Sie wird nicht einmal mehr als solche erkannt. Er liebe es, Wahlkampf vor Ort zu machen, sagt ein Spitzenpolitiker. Da lerne man so viel Neues. Gerade hat er mehreren Städten Blitzbesuche abgestattet, dort auf verschiedenen Plätzen und in verschiedenen Sälen leicht abgewandelt die immer gleiche Rede gehalten und danach jeweils noch ein paar Minuten lang einige Worte mit seinen Anhängern gewechselt und Autogramme gegeben. Und dabei viel gelernt? Der Mann hat bescheidene Ansprüche.
Zugegeben: Dieser Spott ist kleine Münze. Mit dem Vorwurf, daß die Politiker das Volk nicht mehr kennen, läßt sich leicht Beifall heischen. Dabei stehen die Politiker mit dieser Ignoranz doch nicht alleine da. Die Bevölkerung kennt sich selbst nicht mehr. Kein Zufall, daß Meinungsumfragen immer populärer werden. Die Jugendlichen, die Ostdeutschen, die Arbeitslosen, die Westdeutschen: keine Gruppe ist zu groß oder zu klein, um nicht erforscht werden zu müssen und sodann ratlos etikettiert und mißtrauisch beäugt zu werden.
Ironischerweise gehen Meinungsführer der Gesellschaft auch noch davon aus, die programmierte Abschottung von Teilen der Bevölkerung liege in deren eigenem Interesse und werde von ihnen gewünscht. Die Abgrenzung konsequent durchzuhalten ist gar nicht so einfach, aber es wird hart daran gearbeitet. Von erheblichen Personalproblemen berichtet die Mitarbeiterin einer Jugendsendung im Hörfunk. Die Sendung sei bereits vor einigen Jahren entwickelt worden und nun hätten mehrere Redakteure der Abteilung die Dreißig überschritten und damit dort nichts mehr zu suchen. Wohin mit ihnen? In der Tat: Bis zur Versetzung ins Seniorenprogramm muß dieser Philosophie zufolge doch noch einige Zeit ins Land gehen.

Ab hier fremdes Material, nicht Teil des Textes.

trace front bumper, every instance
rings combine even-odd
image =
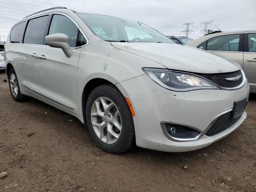
[[[235,124],[213,136],[204,134],[194,141],[174,141],[165,136],[161,129],[161,122],[187,125],[205,133],[216,117],[233,108],[234,101],[248,97],[248,83],[236,90],[176,92],[161,87],[143,75],[116,85],[132,102],[135,112],[133,119],[136,144],[144,148],[170,152],[202,148],[230,133],[246,117],[244,112]]]

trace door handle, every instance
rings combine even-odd
[[[248,59],[247,61],[249,61],[249,62],[256,62],[256,58],[254,59]]]
[[[31,54],[31,56],[32,56],[32,57],[33,57],[34,58],[37,58],[37,54],[36,54],[36,53],[34,53]]]
[[[41,59],[46,59],[46,57],[44,55],[38,55],[37,58]]]
[[[32,57],[38,58],[38,59],[46,59],[46,57],[44,56],[44,55],[40,55],[38,54],[36,54],[35,53],[31,54],[31,56],[32,56]]]

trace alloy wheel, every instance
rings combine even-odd
[[[121,134],[120,113],[115,104],[105,97],[98,98],[91,110],[91,120],[98,137],[107,144],[116,142]]]
[[[10,85],[12,94],[14,97],[16,97],[18,94],[18,82],[16,76],[13,73],[11,73],[10,76]]]

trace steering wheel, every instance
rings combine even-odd
[[[140,41],[141,40],[140,38],[139,38],[138,37],[136,37],[134,39],[132,39],[131,41]]]

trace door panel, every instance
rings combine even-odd
[[[29,88],[38,91],[41,89],[38,78],[38,64],[42,61],[32,54],[40,52],[41,47],[22,44],[17,45],[16,47],[17,58],[13,60],[16,62],[15,70],[20,82],[20,88],[26,93],[37,96],[38,94]]]
[[[58,48],[45,46],[38,64],[42,99],[57,107],[78,116],[77,69],[81,48],[73,49],[67,57]]]
[[[244,49],[244,71],[250,89],[256,90],[256,33],[245,34]]]
[[[244,54],[242,52],[215,52],[210,51],[217,54],[222,55],[230,58],[231,60],[238,62],[242,68],[243,68],[244,60]]]

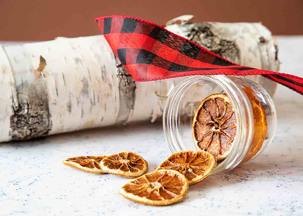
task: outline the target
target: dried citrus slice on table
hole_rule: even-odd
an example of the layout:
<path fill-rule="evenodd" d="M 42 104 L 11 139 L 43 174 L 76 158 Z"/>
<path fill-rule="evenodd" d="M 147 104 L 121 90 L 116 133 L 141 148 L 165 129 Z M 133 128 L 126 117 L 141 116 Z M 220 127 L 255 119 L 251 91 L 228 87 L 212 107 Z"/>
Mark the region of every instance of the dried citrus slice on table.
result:
<path fill-rule="evenodd" d="M 188 189 L 188 181 L 184 175 L 175 170 L 161 170 L 128 182 L 119 193 L 134 202 L 166 205 L 182 200 Z"/>
<path fill-rule="evenodd" d="M 123 152 L 108 156 L 100 162 L 106 172 L 135 178 L 146 173 L 148 164 L 142 157 L 132 152 Z"/>
<path fill-rule="evenodd" d="M 236 122 L 226 95 L 208 96 L 202 101 L 194 117 L 192 136 L 196 148 L 211 153 L 218 161 L 224 159 L 232 147 Z"/>
<path fill-rule="evenodd" d="M 188 150 L 173 154 L 156 170 L 178 171 L 184 174 L 191 185 L 208 176 L 216 164 L 215 158 L 210 153 L 205 151 Z"/>
<path fill-rule="evenodd" d="M 100 166 L 100 162 L 106 157 L 101 156 L 80 156 L 70 158 L 62 162 L 67 166 L 77 168 L 82 170 L 94 173 L 106 172 Z"/>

In Kenia ist vor einigen Monaten ein Rap-Künstler aus den USA aufgetreten. Da internationale Stars nur selten den Weg in afrikanische Staaten finden, war das Interesse aller Generationen und Bevölkerungsgruppen entsprechend groß. Das Konzert zeitigte Wirkung. Tagelang waren die Leserbriefspalten der großen Tageszeitungen voll mit einer öffentlichen Diskussion darüber, ob Moral, Tradition und Anstand durch derartige, in Kenia sehr ungewöhnliche Darbietungen verletzt würden oder nicht. Ein Kulturereignis führte zur kollektiven Selbstreflexion. Was müßte in Deutschland auf die Bühne oder ins Fernsehen gebracht werden, um eine solche Reaktion hervorzurufen?

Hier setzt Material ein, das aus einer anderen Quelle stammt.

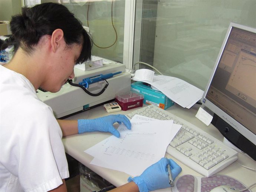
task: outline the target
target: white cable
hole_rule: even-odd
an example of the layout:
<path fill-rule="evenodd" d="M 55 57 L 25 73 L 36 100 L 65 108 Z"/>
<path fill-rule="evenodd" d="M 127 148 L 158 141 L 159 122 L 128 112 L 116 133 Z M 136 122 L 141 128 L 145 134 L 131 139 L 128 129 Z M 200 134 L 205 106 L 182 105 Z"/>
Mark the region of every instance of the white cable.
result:
<path fill-rule="evenodd" d="M 253 170 L 253 171 L 256 171 L 256 169 L 253 169 L 253 168 L 250 168 L 250 167 L 247 167 L 247 166 L 244 166 L 244 165 L 243 165 L 239 163 L 238 162 L 236 162 L 236 163 L 237 163 L 239 165 L 240 165 L 241 166 L 242 166 L 242 167 L 244 167 L 244 168 L 246 168 L 246 169 L 250 169 L 250 170 Z"/>
<path fill-rule="evenodd" d="M 147 63 L 144 63 L 144 62 L 136 62 L 135 63 L 134 63 L 134 64 L 133 65 L 133 67 L 132 67 L 132 72 L 134 72 L 134 71 L 135 70 L 135 66 L 137 64 L 138 64 L 138 63 L 141 63 L 141 64 L 145 64 L 145 65 L 147 65 L 147 66 L 149 66 L 149 67 L 150 67 L 152 68 L 152 69 L 154 69 L 155 70 L 155 71 L 156 71 L 160 75 L 163 75 L 163 74 L 162 73 L 161 73 L 161 72 L 160 72 L 157 69 L 157 68 L 156 68 L 155 67 L 154 67 L 153 66 L 152 66 L 150 65 L 149 64 L 147 64 Z"/>

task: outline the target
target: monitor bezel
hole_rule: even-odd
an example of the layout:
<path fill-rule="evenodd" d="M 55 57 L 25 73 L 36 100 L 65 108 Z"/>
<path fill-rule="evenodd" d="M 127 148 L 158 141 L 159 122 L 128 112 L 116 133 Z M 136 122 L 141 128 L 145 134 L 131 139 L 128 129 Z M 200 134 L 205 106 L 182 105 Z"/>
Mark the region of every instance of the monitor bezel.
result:
<path fill-rule="evenodd" d="M 232 22 L 230 23 L 223 41 L 223 43 L 222 44 L 222 45 L 221 46 L 221 48 L 220 49 L 220 51 L 218 56 L 218 57 L 217 57 L 217 59 L 216 60 L 215 64 L 213 67 L 214 69 L 213 70 L 213 72 L 210 76 L 210 78 L 209 80 L 206 88 L 203 94 L 201 99 L 201 101 L 202 102 L 202 107 L 203 109 L 204 109 L 206 110 L 209 110 L 210 109 L 211 112 L 216 114 L 224 122 L 233 128 L 240 134 L 247 138 L 248 140 L 252 143 L 254 145 L 256 145 L 256 135 L 242 125 L 228 114 L 226 113 L 221 109 L 214 104 L 206 97 L 206 94 L 210 88 L 210 86 L 213 77 L 214 75 L 217 68 L 219 63 L 221 59 L 221 56 L 224 52 L 224 48 L 227 42 L 228 37 L 229 36 L 232 29 L 234 27 L 243 29 L 256 33 L 256 29 L 244 26 L 234 23 Z M 234 144 L 235 144 L 235 143 Z M 239 147 L 239 146 L 237 146 Z"/>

Die hohen Quoten der nachmittäglichen Talkshows, in denen immer abstrusere Verhaltensweisen und Ansichten thematisiert werden, lassen sich nicht nur mit dem Bedürfnis nach Klatsch und einer weitverbreiteten Neigung zum Voyeurismus erklären. Dahinter steht auch der brennende Wunsch, Aufschluß darüber zu erhalten, was innerhalb dieser Gesellschaft heute die Norm ist und was als immerhin gerade noch akzeptabel zu gelten hat. Ein Tabu wird heute nicht mehr um der damit verbundenen Provokation willen gebrochen, sondern um herauszufinden, ob es als Tabu überhaupt noch existiert.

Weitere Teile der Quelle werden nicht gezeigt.